Vorstellung der Plattform everlinks.net

 

 

Wenn man noch nie von dieser Plattform gehört hat, wird man sich zu Recht die Frage stellen, um was es sich bei everlinks handelt. Hierbei handelt es sich um eine Plattform, auf dieser man Backlinks kaufen – und verkaufen kann. Backlinks sind schlicht und einfach Links, die auf eine Webseite verweisen. Man setzt also externe Links ein, um so auf seine eigene Homepage zu verweisen. Der Inserent zahlt einen einmaligen Preis für seinen Artikel, mit diesem er immer online bleiben kann (- also keine zusätzlichen monatlichen Gebühren).
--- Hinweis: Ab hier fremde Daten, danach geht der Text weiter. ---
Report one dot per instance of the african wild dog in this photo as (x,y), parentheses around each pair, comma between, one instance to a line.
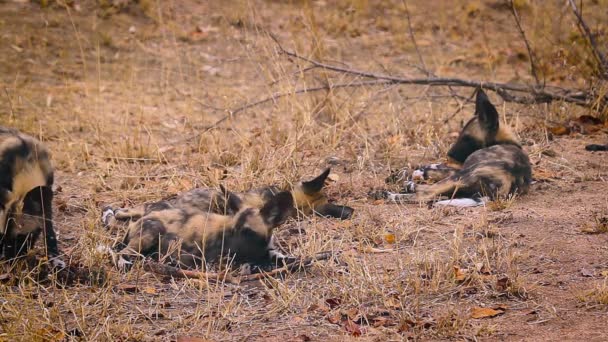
(308,198)
(491,163)
(26,195)
(189,238)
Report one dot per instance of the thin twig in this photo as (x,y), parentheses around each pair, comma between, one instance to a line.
(276,96)
(531,55)
(542,95)
(582,25)
(460,107)
(10,104)
(413,38)
(296,265)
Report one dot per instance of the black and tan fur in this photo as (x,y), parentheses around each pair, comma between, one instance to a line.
(308,199)
(190,238)
(26,180)
(489,161)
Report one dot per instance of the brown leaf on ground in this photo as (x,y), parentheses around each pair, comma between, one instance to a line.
(351,313)
(502,283)
(389,238)
(128,288)
(543,175)
(334,317)
(459,274)
(478,312)
(392,303)
(191,339)
(333,302)
(559,130)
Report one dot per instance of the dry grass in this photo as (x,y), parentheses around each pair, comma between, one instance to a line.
(123,95)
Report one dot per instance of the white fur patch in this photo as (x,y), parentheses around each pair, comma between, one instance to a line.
(460,202)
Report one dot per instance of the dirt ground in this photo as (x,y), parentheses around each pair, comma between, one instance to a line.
(128,97)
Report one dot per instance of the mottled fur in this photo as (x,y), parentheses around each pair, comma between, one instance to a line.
(26,180)
(308,198)
(189,238)
(490,162)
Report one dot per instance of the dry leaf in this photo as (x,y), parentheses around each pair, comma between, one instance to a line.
(389,238)
(369,249)
(392,303)
(559,130)
(382,322)
(333,302)
(334,317)
(351,313)
(149,290)
(128,288)
(333,177)
(191,339)
(502,283)
(478,312)
(459,275)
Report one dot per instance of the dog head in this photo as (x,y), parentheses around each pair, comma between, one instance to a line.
(481,131)
(310,198)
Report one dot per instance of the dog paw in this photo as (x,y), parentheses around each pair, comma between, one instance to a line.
(107,215)
(378,194)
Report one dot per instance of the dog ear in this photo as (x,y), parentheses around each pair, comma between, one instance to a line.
(314,186)
(486,113)
(277,209)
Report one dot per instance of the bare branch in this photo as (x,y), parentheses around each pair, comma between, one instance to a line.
(543,95)
(601,59)
(413,38)
(295,265)
(531,55)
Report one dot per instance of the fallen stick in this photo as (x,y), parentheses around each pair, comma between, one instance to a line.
(166,270)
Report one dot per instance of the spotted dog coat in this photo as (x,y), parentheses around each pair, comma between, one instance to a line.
(490,163)
(308,198)
(190,238)
(26,180)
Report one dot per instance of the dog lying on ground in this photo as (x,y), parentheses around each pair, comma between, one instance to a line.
(26,196)
(490,163)
(206,225)
(191,238)
(308,199)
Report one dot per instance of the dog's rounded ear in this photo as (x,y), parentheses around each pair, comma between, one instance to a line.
(314,186)
(278,209)
(486,112)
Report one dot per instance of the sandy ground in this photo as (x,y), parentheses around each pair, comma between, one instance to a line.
(127,98)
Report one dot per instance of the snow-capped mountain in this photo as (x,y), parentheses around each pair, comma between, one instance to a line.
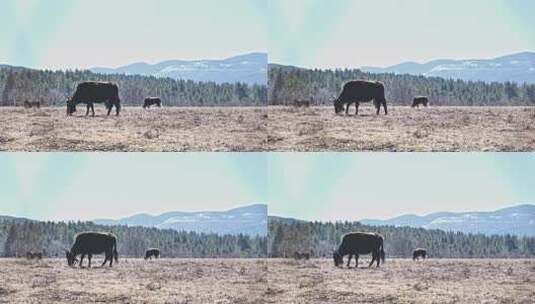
(249,68)
(519,67)
(517,220)
(250,220)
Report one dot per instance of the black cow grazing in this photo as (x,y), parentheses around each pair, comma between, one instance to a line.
(32,104)
(301,256)
(34,255)
(420,100)
(419,252)
(356,243)
(149,101)
(93,243)
(95,92)
(152,252)
(358,91)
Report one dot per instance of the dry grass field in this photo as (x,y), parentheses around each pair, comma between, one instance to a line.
(403,281)
(136,129)
(403,129)
(134,281)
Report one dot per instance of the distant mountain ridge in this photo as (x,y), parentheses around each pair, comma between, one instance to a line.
(250,220)
(248,68)
(517,220)
(518,67)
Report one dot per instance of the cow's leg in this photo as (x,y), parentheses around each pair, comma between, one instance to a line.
(373,260)
(378,258)
(107,256)
(81,260)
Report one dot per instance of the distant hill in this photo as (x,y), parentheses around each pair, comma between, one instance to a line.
(518,220)
(250,220)
(518,67)
(249,68)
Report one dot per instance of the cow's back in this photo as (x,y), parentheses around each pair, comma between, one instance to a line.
(362,90)
(94,242)
(96,92)
(360,242)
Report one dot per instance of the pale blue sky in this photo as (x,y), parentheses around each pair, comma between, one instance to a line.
(66,186)
(354,33)
(353,186)
(80,34)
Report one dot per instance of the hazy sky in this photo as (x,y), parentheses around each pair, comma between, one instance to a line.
(343,186)
(75,33)
(65,186)
(354,33)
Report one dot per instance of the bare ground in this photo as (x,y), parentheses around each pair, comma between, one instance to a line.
(403,281)
(134,281)
(403,129)
(136,129)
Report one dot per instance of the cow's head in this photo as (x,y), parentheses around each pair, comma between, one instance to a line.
(338,259)
(338,106)
(70,258)
(71,106)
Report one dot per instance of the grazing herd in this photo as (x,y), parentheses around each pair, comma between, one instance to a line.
(355,91)
(353,244)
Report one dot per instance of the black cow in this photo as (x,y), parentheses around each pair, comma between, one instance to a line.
(95,92)
(419,252)
(358,91)
(301,256)
(93,243)
(152,252)
(32,104)
(149,101)
(356,243)
(420,100)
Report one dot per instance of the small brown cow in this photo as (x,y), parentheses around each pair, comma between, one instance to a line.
(419,252)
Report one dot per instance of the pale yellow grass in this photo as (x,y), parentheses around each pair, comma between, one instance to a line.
(403,129)
(403,281)
(134,281)
(136,129)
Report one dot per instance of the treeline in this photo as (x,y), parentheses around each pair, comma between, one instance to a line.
(53,87)
(289,83)
(321,238)
(52,238)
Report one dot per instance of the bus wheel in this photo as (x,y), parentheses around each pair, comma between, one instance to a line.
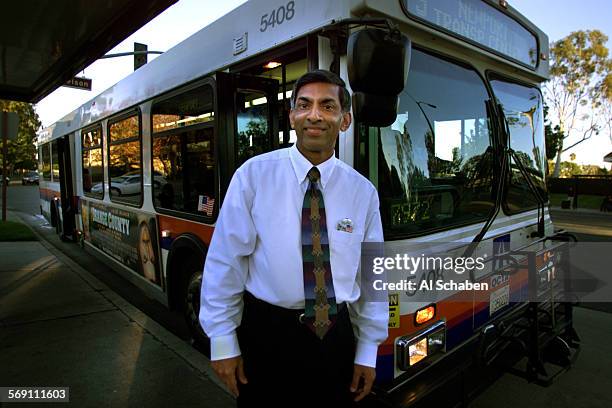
(191,308)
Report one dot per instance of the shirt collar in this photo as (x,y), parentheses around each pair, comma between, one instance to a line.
(301,166)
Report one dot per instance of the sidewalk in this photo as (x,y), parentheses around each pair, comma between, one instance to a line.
(60,326)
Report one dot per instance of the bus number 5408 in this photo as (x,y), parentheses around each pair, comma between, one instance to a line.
(278,16)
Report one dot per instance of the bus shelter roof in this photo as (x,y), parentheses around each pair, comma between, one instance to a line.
(44,43)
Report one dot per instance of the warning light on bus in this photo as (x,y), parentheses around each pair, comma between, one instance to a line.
(424,315)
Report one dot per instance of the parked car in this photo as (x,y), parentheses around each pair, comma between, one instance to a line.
(30,177)
(128,184)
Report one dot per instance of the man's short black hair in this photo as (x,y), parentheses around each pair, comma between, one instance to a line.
(321,75)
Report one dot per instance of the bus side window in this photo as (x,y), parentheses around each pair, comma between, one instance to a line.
(91,161)
(125,160)
(183,153)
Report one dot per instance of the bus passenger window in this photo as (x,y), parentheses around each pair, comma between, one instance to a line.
(252,125)
(124,161)
(91,159)
(54,162)
(183,153)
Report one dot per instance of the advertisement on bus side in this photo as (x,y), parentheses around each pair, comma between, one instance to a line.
(126,236)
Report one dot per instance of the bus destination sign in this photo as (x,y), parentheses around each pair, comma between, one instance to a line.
(481,23)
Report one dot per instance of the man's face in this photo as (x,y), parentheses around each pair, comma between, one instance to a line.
(317,118)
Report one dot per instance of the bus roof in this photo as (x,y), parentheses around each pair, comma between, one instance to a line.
(198,55)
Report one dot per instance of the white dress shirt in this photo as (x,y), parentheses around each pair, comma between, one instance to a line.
(256,246)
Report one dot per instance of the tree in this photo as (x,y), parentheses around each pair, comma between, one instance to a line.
(22,151)
(580,83)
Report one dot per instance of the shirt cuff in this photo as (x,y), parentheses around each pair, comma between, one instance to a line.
(366,354)
(222,347)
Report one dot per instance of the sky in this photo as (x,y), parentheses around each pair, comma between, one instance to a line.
(556,18)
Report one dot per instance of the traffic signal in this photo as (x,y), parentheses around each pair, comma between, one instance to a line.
(140,55)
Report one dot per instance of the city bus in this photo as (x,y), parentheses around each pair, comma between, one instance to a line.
(448,126)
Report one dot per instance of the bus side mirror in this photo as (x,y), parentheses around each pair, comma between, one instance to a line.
(378,62)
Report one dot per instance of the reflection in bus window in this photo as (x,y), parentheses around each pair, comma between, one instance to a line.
(91,156)
(435,166)
(253,136)
(46,162)
(524,113)
(183,153)
(54,161)
(124,161)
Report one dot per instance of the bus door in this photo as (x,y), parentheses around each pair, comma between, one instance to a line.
(66,187)
(248,120)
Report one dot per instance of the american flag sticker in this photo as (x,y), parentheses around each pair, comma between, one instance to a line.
(206,205)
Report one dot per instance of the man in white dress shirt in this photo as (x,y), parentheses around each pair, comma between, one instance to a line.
(253,291)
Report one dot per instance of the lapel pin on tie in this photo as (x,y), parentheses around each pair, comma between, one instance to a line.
(345,225)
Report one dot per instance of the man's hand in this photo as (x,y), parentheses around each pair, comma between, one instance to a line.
(363,378)
(228,370)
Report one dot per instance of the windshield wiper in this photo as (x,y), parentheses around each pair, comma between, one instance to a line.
(499,193)
(525,173)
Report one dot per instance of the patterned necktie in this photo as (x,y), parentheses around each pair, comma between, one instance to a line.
(320,300)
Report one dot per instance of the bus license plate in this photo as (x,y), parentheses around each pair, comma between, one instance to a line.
(499,299)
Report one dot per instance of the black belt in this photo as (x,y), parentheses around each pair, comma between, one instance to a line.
(280,311)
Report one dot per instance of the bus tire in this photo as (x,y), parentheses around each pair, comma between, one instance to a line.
(191,303)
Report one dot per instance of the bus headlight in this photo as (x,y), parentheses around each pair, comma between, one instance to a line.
(417,351)
(423,346)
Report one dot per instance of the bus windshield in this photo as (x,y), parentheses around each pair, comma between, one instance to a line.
(523,110)
(435,164)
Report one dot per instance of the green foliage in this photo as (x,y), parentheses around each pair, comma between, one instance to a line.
(569,169)
(580,88)
(552,135)
(22,151)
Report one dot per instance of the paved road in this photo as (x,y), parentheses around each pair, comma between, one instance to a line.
(590,226)
(25,199)
(22,198)
(583,386)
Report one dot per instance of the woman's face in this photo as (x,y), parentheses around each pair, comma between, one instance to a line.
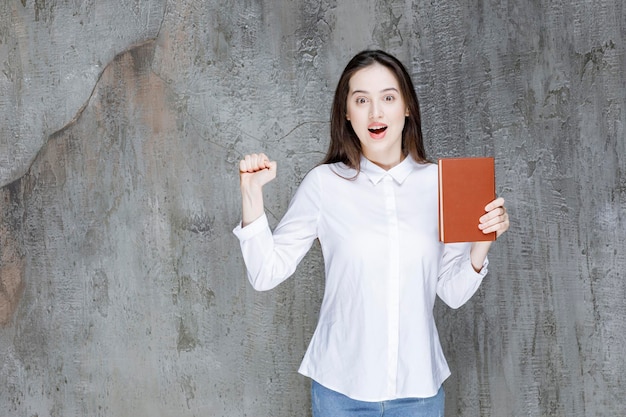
(376,110)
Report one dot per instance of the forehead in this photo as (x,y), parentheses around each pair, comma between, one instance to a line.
(375,77)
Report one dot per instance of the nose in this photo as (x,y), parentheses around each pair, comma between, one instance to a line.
(376,110)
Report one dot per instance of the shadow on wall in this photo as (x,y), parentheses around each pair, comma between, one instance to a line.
(12,261)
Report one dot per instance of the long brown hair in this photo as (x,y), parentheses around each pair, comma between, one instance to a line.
(344,144)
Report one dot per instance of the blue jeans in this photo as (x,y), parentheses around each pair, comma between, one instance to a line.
(328,403)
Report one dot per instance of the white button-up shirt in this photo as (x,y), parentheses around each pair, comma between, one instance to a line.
(376,338)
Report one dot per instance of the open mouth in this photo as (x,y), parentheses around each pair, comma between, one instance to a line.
(378,130)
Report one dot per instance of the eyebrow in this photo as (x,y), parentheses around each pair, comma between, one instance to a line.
(381,91)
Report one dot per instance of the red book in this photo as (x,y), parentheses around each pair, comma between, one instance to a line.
(466,186)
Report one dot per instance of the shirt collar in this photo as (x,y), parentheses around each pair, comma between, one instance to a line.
(399,173)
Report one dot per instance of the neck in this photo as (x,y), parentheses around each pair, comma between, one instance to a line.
(385,163)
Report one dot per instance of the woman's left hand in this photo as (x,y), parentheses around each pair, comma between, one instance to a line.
(496,219)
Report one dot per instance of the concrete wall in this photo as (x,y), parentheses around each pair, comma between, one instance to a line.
(122,291)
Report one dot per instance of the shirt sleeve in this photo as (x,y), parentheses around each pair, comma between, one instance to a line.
(458,281)
(272,257)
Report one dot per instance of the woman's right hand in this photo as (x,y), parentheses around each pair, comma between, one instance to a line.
(256,170)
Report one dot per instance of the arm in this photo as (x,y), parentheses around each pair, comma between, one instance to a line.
(271,257)
(255,171)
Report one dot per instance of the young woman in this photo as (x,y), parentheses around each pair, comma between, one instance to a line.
(372,204)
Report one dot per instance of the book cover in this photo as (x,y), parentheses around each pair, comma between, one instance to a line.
(466,186)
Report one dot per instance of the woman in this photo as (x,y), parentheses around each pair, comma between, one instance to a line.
(372,204)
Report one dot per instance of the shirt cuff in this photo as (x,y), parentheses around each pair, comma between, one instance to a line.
(254,228)
(483,270)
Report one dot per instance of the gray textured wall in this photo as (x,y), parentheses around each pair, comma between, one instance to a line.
(122,291)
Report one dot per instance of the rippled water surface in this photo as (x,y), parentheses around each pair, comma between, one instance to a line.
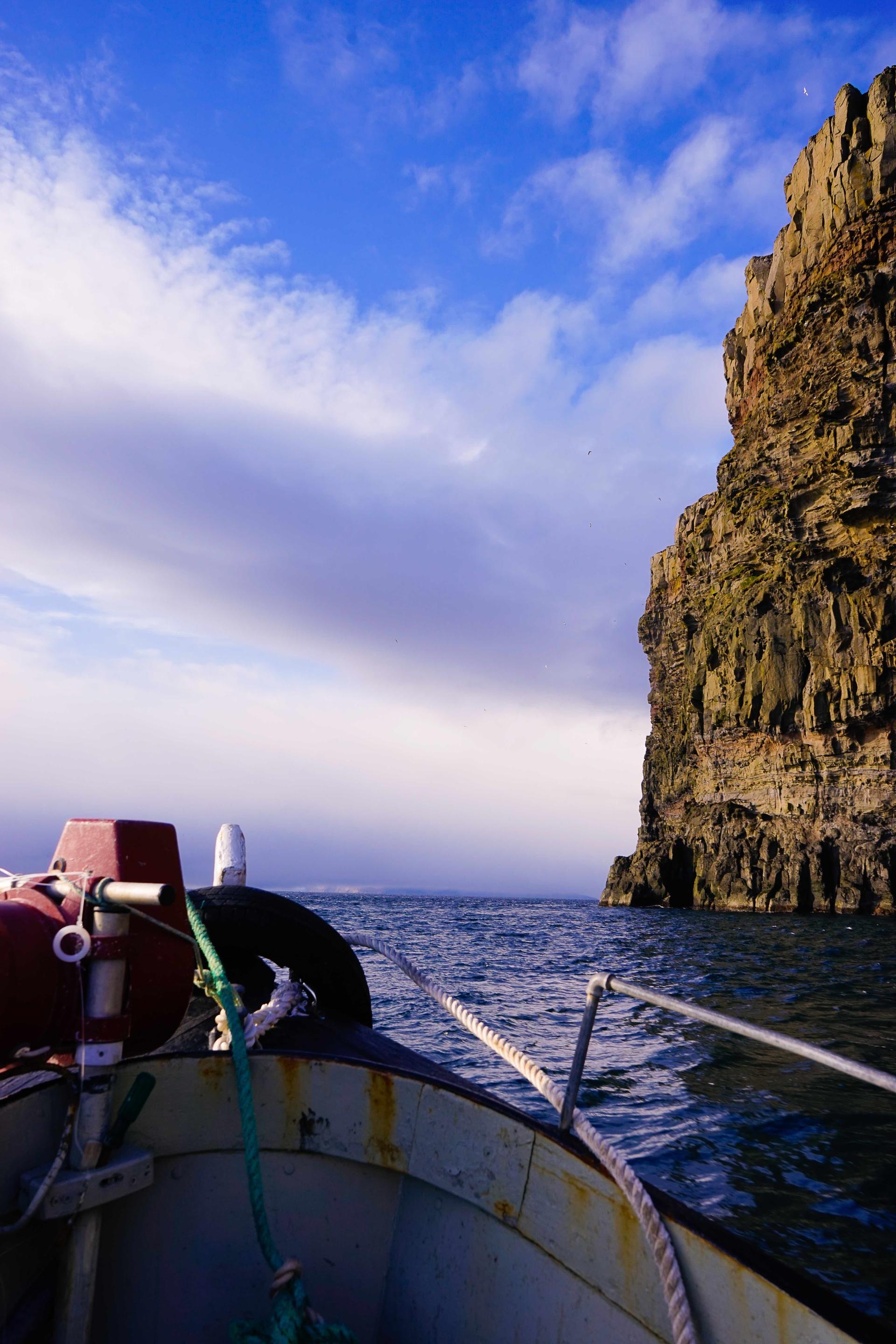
(798,1159)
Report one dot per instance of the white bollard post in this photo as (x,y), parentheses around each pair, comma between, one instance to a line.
(230,857)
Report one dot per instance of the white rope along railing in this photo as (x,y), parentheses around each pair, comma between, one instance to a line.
(655,1230)
(291,999)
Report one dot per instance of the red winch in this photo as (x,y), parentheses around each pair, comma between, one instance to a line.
(50,933)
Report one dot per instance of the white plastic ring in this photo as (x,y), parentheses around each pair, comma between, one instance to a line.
(84,946)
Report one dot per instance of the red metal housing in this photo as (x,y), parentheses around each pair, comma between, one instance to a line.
(41,995)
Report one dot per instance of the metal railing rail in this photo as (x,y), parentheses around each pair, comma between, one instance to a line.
(605,980)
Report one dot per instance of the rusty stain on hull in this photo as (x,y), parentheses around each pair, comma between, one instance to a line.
(381,1141)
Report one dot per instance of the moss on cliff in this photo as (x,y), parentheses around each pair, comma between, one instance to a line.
(770,775)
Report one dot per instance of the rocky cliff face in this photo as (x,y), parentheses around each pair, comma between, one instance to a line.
(770,775)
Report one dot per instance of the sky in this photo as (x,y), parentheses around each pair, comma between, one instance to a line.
(355,359)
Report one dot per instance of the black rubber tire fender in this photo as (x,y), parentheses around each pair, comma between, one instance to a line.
(250,921)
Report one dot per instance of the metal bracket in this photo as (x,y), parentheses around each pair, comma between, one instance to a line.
(73,1193)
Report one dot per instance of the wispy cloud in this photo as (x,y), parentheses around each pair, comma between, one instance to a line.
(629,211)
(230,452)
(635,61)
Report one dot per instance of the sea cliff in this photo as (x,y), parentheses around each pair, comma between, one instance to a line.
(770,770)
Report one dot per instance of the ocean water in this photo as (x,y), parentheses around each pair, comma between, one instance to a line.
(798,1159)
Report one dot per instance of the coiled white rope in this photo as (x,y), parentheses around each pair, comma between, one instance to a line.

Bei der Kampagnenerstellung bestimmt der Inserent selbst, wie viel er bezahlen möchte. Das Tolle daran ist, dass sich nach dieser Kampagnenerstellung die Webmaster mit den geeigneten Angeboten für die Kampagne selbst bewerben (- man kann sich also ganz entspannt zurücklehnen – und abwarten).

 

Der Advertiser – und der Publisher

 

Der Verleger kann mit seiner Seite erfolgreich – und kinderleicht Geld verdienen, indem er entweder Links in die überholten Artikeln einsetzt, oder neue Beiträge veröffentlicht. Wer selbst aktiv werden möchte, muss sich einfach die laufenden Kampagnen der Inserenten anschauen – und sich anschließend um die Aufgabe bewerben. Wer also schneller an neue Aufträge kommen möchte, ist mit dieser Selbstinitiative am besten beraten (- von nichts kommt eben nichts). Pro Link liegen derzeit die Durchschnittspreise bei ungefähr fünfzig Euro pro Link. Ein Marktplatz, der sich also im jeden Fall lohnt. Wer noch weitere Auskünfte haben möchte, sollte sich einfach mal die Plattform ansehen (. zu verlieren hat man ja meistens nichts – aber dazu gewinnen kann jeder).